The most exciting aspect of my work is thinking differently about a common infant issue. I am presenting a new hypothesis that drooling may be a function of the craniosacral fascial system.
Medical science tells us that drooling can be caused by “weak” oral muscles. Clinically, the infant may present with nursing issues. Please remember two important facts: a thin layer of fascia covers every muscle cell in the body, and the fascial web connects every structural cell of the body. Thus, birth trauma can strain muscle cells causing “weak” infant muscles.

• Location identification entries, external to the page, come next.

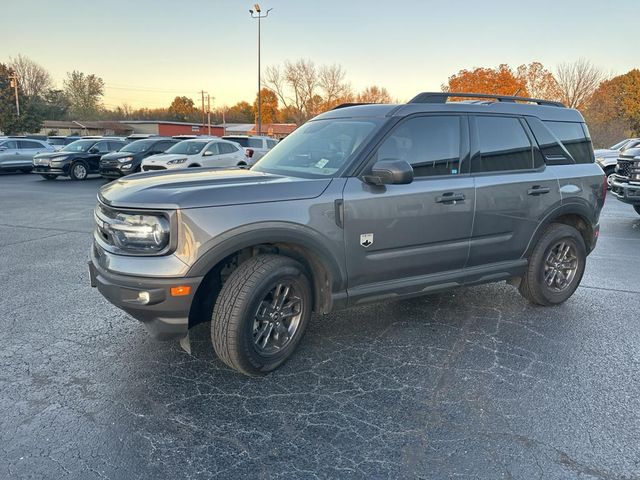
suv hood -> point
(192, 188)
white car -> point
(199, 152)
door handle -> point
(538, 190)
(450, 198)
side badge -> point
(366, 239)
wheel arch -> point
(300, 243)
(576, 215)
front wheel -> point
(261, 314)
(79, 171)
(555, 267)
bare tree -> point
(374, 94)
(305, 90)
(577, 81)
(33, 79)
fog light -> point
(180, 291)
(143, 297)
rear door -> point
(397, 236)
(514, 189)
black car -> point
(128, 158)
(76, 160)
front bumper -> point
(166, 317)
(624, 190)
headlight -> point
(139, 233)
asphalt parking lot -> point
(473, 383)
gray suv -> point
(361, 204)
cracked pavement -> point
(471, 383)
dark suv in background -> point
(128, 159)
(76, 160)
(361, 204)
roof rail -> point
(442, 97)
(349, 104)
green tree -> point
(182, 109)
(85, 94)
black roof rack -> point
(442, 97)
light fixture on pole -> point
(257, 13)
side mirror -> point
(390, 172)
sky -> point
(149, 51)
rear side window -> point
(504, 145)
(430, 144)
(255, 143)
(575, 140)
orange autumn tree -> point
(495, 81)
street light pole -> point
(258, 14)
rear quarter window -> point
(575, 138)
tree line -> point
(295, 91)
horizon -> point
(176, 53)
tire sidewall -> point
(72, 173)
(563, 234)
(257, 362)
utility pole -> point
(209, 113)
(202, 92)
(14, 83)
(258, 15)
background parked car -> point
(254, 147)
(200, 152)
(18, 153)
(128, 158)
(607, 158)
(77, 160)
(59, 141)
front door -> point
(397, 236)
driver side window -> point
(431, 145)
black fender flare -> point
(311, 241)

The floor of the mouth contains two paired salivary glands, the submandibular and sublingual glands. A fascial strain pattern can arise from the neck, traverse through each cell of these glands, and extend into the lower lip and chin areas.
This fascial strain can cause both malfunction of the glands and red rashes. When we see these red blotches on a baby’s face and/or body, a red flag denotes the distinct possibility of systemic fascial strain pulling into that specific area.
This unique aspect of the fascial web demonstrates the power of the Gillespie Approach. We see it in other conditions like pediatric asthma. We cannot possibly free microscopic fascial restriction for every air sac deep in the lungs. But when we hold the exterior of the body, we tap into the interconnectedness of the total web extending deep into the respiratory system to allow this release.
Our consistent bottom line: The brain has to expand and contract well, and the web needs to be completely free for the craniosacral fascial system to function optimally.